İstismar Ustası Şia
Şia istismarı neden gündem ediliyor diye soran kardeşlerim, bilesiniz ki kimseye şahsi bir garazım yok. Ancak takdir edersiniz ki, şia teşeyyu’ yani şiileştirme çalışmalarına son sürat devam devam ediyor. Avrupanın her hangi bir şehrinde bile her fırsatı değerlendiriyorlar. Bir yıllık şe Avrupa derüvenimde bile şianın sahabeler ve islam ile ilgili kafasını bulandırdığı birçok kimselerle karşılaştım. Onlar şiileştirme çalışmalarını inançları olan takiye gereği, olabildiğince gizli yürütmelerine rağmen bu, dışarıya yansıyan kısmıdır.
Bilindiği üzere iki hafta önce bir meddah/komedyen Aişe (ra) annemize galiz küfür ve iftiradan dolayı ceza aldı. Tabi ceza aldı deyince siz ama ipte sallandırmak veya şu kadar ağır hapis cezası falan anlasınız.

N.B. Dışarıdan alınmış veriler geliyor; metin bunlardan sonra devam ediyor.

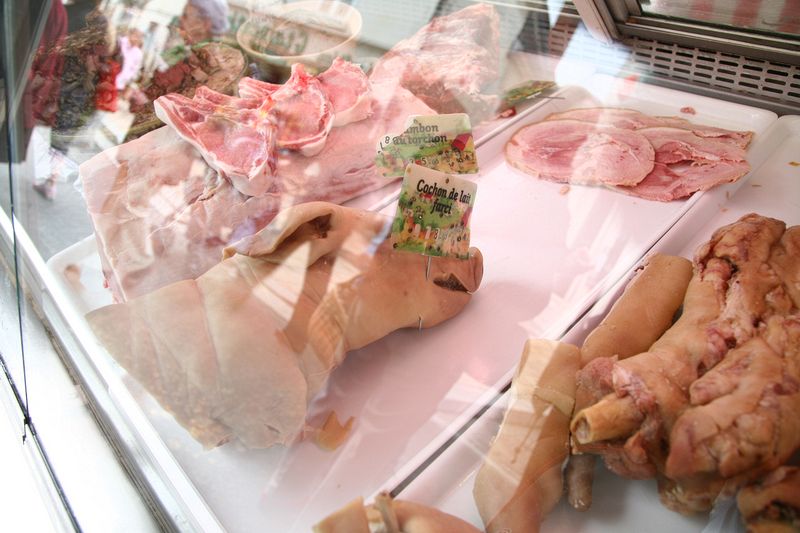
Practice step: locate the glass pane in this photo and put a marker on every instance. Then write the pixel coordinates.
(212, 191)
(770, 16)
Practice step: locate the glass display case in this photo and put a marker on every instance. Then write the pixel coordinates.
(356, 265)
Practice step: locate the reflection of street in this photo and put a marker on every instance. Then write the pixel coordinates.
(766, 15)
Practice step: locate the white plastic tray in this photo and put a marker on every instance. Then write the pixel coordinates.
(620, 505)
(548, 257)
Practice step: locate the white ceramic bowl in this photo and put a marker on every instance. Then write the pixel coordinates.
(312, 32)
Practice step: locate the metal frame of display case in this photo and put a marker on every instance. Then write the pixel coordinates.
(749, 67)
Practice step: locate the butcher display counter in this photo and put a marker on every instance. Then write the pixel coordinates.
(427, 266)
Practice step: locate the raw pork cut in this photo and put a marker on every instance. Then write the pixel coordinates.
(241, 351)
(348, 89)
(571, 151)
(451, 64)
(238, 143)
(634, 120)
(256, 89)
(303, 113)
(670, 182)
(345, 85)
(161, 215)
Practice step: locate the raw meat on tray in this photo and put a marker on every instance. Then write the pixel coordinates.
(655, 158)
(236, 142)
(161, 214)
(242, 350)
(452, 63)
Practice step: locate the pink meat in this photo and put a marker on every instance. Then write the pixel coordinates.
(259, 90)
(671, 182)
(348, 89)
(303, 113)
(571, 151)
(451, 64)
(634, 120)
(238, 143)
(205, 94)
(674, 145)
(628, 119)
(161, 214)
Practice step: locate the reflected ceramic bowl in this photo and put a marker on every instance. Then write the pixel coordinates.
(312, 32)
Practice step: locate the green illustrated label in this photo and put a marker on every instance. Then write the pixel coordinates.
(433, 213)
(440, 142)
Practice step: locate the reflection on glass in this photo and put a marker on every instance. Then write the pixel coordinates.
(773, 16)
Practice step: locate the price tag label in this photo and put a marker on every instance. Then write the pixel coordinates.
(439, 142)
(433, 213)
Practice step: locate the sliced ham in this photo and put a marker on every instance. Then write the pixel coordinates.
(303, 113)
(161, 214)
(674, 145)
(349, 91)
(672, 182)
(634, 120)
(238, 143)
(571, 151)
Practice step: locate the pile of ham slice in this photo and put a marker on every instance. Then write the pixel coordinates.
(165, 205)
(656, 158)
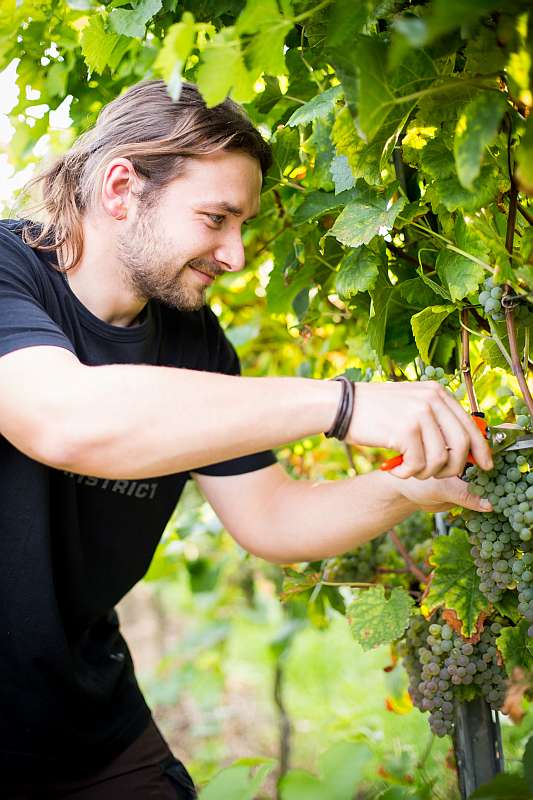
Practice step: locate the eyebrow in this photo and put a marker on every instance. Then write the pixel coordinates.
(227, 207)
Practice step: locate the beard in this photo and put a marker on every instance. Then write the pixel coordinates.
(147, 270)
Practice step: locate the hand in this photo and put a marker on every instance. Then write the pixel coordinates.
(440, 494)
(423, 422)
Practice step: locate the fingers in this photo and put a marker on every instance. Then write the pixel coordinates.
(457, 491)
(437, 445)
(458, 442)
(478, 444)
(414, 460)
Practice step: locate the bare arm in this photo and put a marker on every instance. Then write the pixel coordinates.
(134, 421)
(282, 520)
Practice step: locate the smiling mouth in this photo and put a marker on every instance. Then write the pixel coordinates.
(204, 276)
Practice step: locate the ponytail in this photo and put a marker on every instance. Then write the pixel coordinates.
(157, 135)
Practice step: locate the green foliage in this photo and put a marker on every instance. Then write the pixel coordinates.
(240, 781)
(340, 773)
(394, 128)
(455, 583)
(375, 619)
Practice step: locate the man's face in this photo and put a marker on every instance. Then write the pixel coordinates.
(172, 250)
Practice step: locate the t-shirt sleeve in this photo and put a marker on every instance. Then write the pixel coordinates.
(24, 321)
(226, 360)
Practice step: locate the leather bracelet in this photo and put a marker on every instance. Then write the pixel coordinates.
(341, 424)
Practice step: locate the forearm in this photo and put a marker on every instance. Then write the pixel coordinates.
(309, 521)
(126, 421)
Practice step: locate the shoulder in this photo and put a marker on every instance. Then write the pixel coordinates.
(19, 263)
(202, 338)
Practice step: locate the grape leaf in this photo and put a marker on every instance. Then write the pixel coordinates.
(178, 43)
(100, 48)
(437, 160)
(342, 175)
(492, 355)
(455, 582)
(528, 762)
(133, 23)
(452, 195)
(516, 647)
(425, 325)
(264, 51)
(507, 606)
(375, 94)
(318, 107)
(459, 274)
(222, 70)
(376, 620)
(358, 272)
(285, 152)
(316, 204)
(364, 218)
(477, 128)
(377, 321)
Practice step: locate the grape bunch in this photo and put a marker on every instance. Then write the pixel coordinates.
(439, 662)
(502, 540)
(491, 299)
(435, 374)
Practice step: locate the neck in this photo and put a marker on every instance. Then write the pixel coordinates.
(98, 281)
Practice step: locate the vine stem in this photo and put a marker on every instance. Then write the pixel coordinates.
(525, 213)
(465, 361)
(398, 544)
(509, 310)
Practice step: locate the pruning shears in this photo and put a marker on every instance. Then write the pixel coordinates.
(501, 437)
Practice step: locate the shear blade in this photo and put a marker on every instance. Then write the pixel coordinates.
(509, 438)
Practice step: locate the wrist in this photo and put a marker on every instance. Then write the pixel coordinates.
(399, 491)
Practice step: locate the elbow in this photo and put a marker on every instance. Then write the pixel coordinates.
(56, 448)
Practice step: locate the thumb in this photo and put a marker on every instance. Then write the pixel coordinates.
(463, 497)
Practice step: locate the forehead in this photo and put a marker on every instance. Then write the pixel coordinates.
(232, 177)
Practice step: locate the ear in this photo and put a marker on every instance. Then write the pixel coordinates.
(118, 186)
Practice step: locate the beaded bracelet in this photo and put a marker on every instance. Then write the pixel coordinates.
(340, 426)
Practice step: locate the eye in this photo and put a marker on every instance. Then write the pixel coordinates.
(217, 219)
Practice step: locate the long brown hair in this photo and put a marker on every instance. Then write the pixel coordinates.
(156, 134)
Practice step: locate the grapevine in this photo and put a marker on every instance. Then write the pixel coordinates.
(440, 663)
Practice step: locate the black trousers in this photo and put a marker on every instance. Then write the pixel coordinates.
(146, 770)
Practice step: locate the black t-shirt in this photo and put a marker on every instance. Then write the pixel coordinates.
(72, 546)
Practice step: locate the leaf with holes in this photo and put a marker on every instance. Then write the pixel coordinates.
(375, 619)
(455, 582)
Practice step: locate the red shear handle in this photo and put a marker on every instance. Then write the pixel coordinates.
(478, 418)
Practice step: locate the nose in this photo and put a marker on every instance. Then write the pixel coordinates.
(230, 253)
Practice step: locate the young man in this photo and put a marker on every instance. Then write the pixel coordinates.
(117, 385)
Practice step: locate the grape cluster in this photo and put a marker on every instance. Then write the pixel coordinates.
(439, 662)
(434, 374)
(502, 540)
(491, 299)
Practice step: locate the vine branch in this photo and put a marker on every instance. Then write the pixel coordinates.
(509, 307)
(465, 361)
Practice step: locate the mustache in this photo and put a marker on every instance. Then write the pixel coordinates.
(210, 268)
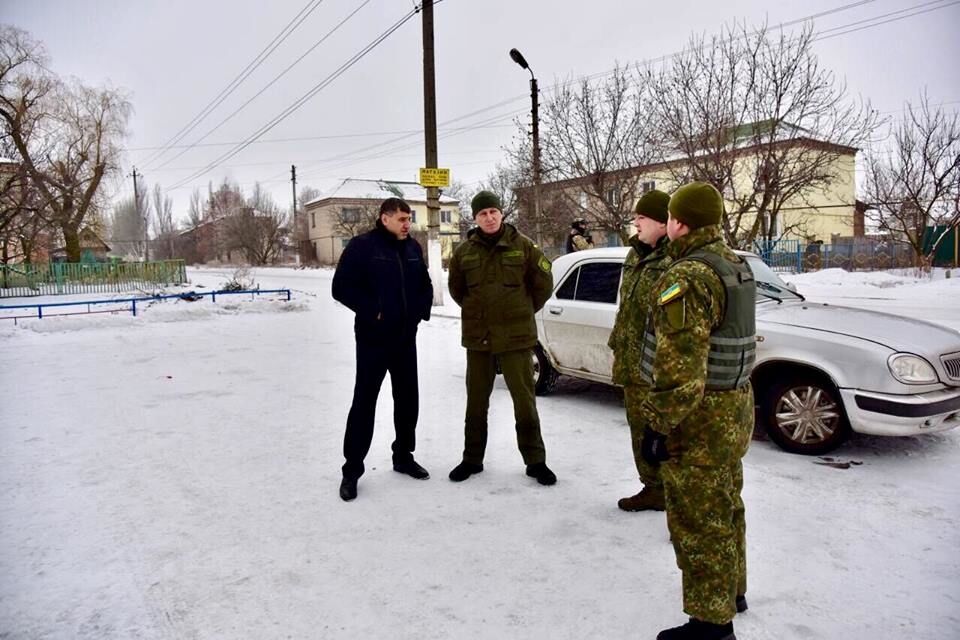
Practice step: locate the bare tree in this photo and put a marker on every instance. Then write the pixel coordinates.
(594, 138)
(195, 211)
(127, 225)
(754, 114)
(258, 229)
(66, 135)
(166, 227)
(914, 183)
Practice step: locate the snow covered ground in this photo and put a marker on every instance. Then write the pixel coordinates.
(175, 475)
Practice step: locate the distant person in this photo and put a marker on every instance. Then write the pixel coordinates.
(699, 411)
(645, 263)
(383, 279)
(578, 239)
(500, 279)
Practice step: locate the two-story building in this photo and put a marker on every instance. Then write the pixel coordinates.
(821, 213)
(352, 208)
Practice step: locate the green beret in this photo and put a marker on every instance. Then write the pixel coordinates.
(653, 205)
(697, 204)
(485, 200)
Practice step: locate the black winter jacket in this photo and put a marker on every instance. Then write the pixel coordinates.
(384, 281)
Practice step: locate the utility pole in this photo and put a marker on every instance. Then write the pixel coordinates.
(136, 205)
(517, 57)
(430, 135)
(296, 226)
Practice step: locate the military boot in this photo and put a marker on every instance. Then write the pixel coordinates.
(647, 500)
(699, 630)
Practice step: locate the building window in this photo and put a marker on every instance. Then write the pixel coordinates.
(613, 197)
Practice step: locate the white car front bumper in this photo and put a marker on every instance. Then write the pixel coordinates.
(884, 414)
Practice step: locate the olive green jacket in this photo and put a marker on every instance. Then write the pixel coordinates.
(641, 270)
(499, 284)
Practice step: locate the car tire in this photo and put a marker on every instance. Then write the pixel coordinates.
(544, 375)
(804, 415)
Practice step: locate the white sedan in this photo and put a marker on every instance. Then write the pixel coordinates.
(822, 370)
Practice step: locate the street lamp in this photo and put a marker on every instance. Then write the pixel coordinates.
(517, 57)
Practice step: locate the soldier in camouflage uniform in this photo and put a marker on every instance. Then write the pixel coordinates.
(699, 412)
(500, 279)
(645, 263)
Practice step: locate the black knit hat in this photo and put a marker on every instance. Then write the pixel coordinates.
(697, 204)
(485, 200)
(653, 205)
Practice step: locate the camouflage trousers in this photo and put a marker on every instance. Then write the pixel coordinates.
(705, 515)
(633, 397)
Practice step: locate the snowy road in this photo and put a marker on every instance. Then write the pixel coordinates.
(175, 476)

Ama öyle değil, tazir cezası, yani bir tür azarlama cezası. Şia Sünnileri ipte sallandırmada pek mahir ve iştahlıdır. Ama sahabeye lanet okuma, Resulullah (sav) ın eşlerine iftira falan zaten şianın günübirlik yaptığı şeydir.
Peki asırlardır bu iftira ve lanet okumalar devam etmesine ve şianın kaynakları bu konularla dolup taşıyorken, şimdi neden böyle bir ceza verildi. ve aslında pek de kayda değer bir ceza olmamasına rağmen, neden hemen ajanslara servis yapıldı. Tabi bizdeki şia sever medya organları da son sürat bunu yaydılar. Ama aynı medya organları, günübirlik sahabeler ve tüm ümmeti telin edişlerini hiç gündem yapmıyorlar.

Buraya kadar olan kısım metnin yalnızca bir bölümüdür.